By Guiseppe Verdi. Opera Australia. Joan Sutherland Theatre, Sydney Opera House. 19,25 Feb; 2,5,8,16,19 March, 2022

Reviewed : 19 February, 2022

Photo : Prudence Upton

Otello is a Venetian general and the governor of Cyprus. Iago is his ensign. They have just returned to Cyprus in a violent storm after a victory against the Turks. The city is celebrating, but not everyone is happy! Otello has overlooked Iago by appointing another officer, Cassio, as Captain of the Navy. And Iago is angry! He is a malicious man and plots revenge against them both. The outcome is a cruel scenario based on deceit, manipulation, jealousy … and gullibility. It results in Cassio killing Roderigo, another young soldier – and Otello being driven to kill his newly-wed wife, Desdemona.

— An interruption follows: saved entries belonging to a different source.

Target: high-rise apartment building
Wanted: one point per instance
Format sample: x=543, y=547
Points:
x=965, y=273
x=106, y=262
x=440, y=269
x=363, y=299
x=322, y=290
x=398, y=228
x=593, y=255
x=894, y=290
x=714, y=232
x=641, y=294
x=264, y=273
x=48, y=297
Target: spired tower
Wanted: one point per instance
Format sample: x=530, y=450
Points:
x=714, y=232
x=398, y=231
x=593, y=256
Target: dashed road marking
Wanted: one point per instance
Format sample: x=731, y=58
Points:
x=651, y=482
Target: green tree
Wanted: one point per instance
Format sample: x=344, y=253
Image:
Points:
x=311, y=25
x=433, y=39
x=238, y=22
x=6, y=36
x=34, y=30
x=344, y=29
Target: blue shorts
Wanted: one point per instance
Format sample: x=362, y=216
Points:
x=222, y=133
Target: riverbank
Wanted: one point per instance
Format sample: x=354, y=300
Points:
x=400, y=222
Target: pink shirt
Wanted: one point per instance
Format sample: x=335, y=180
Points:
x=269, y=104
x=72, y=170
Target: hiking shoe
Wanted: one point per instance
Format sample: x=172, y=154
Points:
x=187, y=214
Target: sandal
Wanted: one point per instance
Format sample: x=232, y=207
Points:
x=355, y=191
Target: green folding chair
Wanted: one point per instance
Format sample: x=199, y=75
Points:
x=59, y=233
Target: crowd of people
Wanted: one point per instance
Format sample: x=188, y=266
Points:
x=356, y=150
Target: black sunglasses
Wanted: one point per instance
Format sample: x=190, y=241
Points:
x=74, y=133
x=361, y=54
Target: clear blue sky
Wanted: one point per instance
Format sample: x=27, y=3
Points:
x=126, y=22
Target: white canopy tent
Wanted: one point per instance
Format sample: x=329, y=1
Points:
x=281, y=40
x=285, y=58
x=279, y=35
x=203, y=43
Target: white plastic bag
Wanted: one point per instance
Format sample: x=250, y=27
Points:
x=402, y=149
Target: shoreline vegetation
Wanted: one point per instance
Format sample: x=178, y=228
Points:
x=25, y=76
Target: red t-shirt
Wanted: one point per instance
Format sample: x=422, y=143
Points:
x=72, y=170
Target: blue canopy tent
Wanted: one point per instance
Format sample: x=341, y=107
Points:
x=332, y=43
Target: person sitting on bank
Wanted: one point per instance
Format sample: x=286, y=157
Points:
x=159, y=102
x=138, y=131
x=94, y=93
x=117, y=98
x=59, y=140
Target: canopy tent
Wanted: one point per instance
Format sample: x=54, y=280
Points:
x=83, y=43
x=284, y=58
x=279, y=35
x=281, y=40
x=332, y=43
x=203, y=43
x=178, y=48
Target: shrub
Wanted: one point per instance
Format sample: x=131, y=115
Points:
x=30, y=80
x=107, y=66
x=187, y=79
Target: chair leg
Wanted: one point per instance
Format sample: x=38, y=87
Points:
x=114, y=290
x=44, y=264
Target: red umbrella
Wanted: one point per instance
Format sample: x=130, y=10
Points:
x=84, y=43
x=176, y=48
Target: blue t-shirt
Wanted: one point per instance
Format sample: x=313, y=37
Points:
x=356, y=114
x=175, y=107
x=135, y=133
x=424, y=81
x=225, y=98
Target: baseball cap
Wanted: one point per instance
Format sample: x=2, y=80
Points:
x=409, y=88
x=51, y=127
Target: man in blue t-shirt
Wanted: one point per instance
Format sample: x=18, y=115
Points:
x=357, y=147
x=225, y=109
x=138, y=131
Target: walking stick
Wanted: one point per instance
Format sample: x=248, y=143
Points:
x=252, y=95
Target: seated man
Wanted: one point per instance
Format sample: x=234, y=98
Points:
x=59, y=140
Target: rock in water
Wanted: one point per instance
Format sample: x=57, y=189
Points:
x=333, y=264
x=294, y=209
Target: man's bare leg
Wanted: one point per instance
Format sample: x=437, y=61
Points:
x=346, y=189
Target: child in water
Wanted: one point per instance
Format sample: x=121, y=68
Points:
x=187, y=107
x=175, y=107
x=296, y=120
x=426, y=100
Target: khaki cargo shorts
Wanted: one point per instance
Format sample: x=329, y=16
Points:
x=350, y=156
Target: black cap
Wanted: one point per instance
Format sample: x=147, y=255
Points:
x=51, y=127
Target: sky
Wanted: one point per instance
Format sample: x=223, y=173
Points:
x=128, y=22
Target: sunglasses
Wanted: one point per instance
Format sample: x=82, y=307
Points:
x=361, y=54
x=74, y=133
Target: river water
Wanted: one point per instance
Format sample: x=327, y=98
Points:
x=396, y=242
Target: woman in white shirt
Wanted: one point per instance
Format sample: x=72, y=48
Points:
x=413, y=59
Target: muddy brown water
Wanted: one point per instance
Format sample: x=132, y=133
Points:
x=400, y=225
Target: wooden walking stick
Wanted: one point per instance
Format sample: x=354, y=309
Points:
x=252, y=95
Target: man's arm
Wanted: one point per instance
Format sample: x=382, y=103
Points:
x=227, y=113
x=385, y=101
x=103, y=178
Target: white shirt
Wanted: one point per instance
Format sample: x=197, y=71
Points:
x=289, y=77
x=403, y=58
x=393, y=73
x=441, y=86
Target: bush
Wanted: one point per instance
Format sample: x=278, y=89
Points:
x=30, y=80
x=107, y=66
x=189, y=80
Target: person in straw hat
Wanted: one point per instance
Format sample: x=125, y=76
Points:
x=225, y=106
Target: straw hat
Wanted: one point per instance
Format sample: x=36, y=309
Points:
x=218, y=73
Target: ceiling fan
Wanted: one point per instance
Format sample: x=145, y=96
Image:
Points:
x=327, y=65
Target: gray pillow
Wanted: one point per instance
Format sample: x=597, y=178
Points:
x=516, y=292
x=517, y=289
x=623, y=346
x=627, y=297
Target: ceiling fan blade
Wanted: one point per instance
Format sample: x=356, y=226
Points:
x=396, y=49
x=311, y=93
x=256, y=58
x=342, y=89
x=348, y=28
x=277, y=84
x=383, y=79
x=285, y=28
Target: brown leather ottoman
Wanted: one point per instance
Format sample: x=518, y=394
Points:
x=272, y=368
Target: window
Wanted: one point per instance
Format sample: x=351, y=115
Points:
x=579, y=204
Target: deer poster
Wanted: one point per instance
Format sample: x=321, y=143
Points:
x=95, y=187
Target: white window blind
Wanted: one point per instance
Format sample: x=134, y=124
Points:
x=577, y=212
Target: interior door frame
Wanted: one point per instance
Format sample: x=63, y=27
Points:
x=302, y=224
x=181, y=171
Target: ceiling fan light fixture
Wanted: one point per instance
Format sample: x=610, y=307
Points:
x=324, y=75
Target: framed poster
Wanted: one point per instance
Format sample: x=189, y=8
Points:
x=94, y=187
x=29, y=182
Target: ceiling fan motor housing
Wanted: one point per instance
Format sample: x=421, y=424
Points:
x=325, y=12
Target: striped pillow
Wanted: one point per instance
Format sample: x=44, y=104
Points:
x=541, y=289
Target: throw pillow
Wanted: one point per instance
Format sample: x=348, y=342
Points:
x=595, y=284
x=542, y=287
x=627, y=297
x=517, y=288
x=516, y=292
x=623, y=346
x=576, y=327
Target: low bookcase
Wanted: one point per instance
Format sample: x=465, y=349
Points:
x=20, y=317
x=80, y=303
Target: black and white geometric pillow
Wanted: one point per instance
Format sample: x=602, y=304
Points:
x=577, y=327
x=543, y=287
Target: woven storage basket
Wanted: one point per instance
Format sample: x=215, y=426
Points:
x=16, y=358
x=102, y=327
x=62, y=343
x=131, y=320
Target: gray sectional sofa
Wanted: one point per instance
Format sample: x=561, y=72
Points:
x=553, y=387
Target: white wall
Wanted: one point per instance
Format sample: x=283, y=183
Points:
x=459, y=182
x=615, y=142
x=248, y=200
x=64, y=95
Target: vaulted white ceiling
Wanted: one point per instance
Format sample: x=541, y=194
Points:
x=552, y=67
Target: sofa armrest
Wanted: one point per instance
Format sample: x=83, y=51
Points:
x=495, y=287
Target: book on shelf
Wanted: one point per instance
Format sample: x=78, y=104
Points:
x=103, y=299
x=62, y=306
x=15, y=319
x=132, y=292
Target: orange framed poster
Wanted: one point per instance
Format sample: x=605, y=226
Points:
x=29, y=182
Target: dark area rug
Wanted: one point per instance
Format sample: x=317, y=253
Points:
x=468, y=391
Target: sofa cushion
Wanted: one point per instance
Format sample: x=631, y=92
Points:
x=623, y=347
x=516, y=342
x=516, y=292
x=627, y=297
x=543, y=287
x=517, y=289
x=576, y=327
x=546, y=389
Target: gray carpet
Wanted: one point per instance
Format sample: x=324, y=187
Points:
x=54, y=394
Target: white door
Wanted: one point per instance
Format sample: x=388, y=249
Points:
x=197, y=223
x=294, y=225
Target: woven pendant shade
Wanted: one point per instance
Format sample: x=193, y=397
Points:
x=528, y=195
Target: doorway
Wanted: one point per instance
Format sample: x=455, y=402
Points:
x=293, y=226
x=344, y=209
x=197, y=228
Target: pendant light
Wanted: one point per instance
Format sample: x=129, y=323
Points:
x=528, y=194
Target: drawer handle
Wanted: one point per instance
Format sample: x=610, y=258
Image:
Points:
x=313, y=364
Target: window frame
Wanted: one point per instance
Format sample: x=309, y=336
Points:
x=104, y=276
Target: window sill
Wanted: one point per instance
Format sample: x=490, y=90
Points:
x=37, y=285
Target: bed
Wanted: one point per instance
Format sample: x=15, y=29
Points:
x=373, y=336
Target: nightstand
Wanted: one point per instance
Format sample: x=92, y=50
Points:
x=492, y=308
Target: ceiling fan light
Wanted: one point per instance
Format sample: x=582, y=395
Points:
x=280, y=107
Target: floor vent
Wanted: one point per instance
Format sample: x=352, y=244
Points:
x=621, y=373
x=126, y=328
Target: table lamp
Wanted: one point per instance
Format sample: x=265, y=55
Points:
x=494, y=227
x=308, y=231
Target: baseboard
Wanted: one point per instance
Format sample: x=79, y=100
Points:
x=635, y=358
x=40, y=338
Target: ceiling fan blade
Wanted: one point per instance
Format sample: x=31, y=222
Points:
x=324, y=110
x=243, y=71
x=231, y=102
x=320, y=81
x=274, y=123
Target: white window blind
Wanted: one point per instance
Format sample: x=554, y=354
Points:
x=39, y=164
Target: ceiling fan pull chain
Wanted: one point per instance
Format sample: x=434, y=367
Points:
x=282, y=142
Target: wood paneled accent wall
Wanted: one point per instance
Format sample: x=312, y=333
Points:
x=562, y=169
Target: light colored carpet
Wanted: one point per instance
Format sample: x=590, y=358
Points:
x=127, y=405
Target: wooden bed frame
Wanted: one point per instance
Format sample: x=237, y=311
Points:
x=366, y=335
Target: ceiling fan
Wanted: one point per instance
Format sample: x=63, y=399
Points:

It is not a very pleasant story, yet Verdi was able compose music that evoked these harsh themes as well as the stirring emotions that provoked them. He wrote for a strong. powerful voices and an orchestra that could conjure a raging storm, a vindictive villain, a dying, mis-accused wife and a remorsely repentant husband.

Korean born tenor Yonghoon Lee is Otello. Baritone Marco Vratogna is Iago. Their voices match the demands of Verdi’s music – and the range of emotions their characters expose. Yonghoon Lee amazes in his ability to establish Otello’s respect and authority in compelling notes filled with power and command – and irresolute notes that show the wavering gullibility of the man. Amazingly this is the first time Lee has played Otello – and he inhabits the role masterfully.

Photo : Prudence Upton

Marco Vratogna finds every vicious dimension in Iago’s character – and the music Verdi created for this vengeful man. Vratogna sings and struts the villain well! He is a forceful presence – both vocally and theatrically – making Iago hatefully impressive.

Soprano Karah Son is the ill-fated Desdemona. Loyal and loving, she thinks well of everyone, falling prey to the fabrications Iago weaves around her. Son shines in this role. She has some special moments: the beautiful ‘kiss’ duet with Otello at the end of Act 1 – and the hauntingly evocative “Willow” song in Act 1V.

Australian tenor Virgilio Marino is the much-maligned Cassio. Marion finds all the oscillating musical variations Verdi has woven into his creation of Cassio – especially in the scene where Iago tempts him to drink too much. He sings and plays a very operatic drunk!

Iago’s wife, Emilia, is played by Sian Sharp. Richard Anderson is the luckless Roderigo, Andrew Moran is Montano – and Andrew Williams plays a Herald.

Photo : Prudence Upton

This relatively small group of principals is backed by a large and skilful Opera Australia Chorus, that shines particularly vibrantly in the storm scene at the beginning of the opera. They sing and move in time with the roaring wind and thunder invoked by the orchestra, creating waves of voice and movement that simulate the waves that threaten the harbour below them.

Andrea Battistoni conducts the Opera Australia Orchestra with energetic verve in this revival of Harry Kupfer’s 2003 original vision, directed by Luke Joslin. Kupfer’s production took the opera from the 1880s to the middle years of the twentieth century, exemplified in the exotic costumes designed by Yan Tax. The set is a double diagonal stairway stretching up to a wall of slatted folding doors that shake and flail in the storm. A rich gold and crimson carpet covers the central area of the stairs, providing a luxurious, yet almost threatening, context for this malevolent story, in which both the heroine and the hero die – and the spiteful villain survives.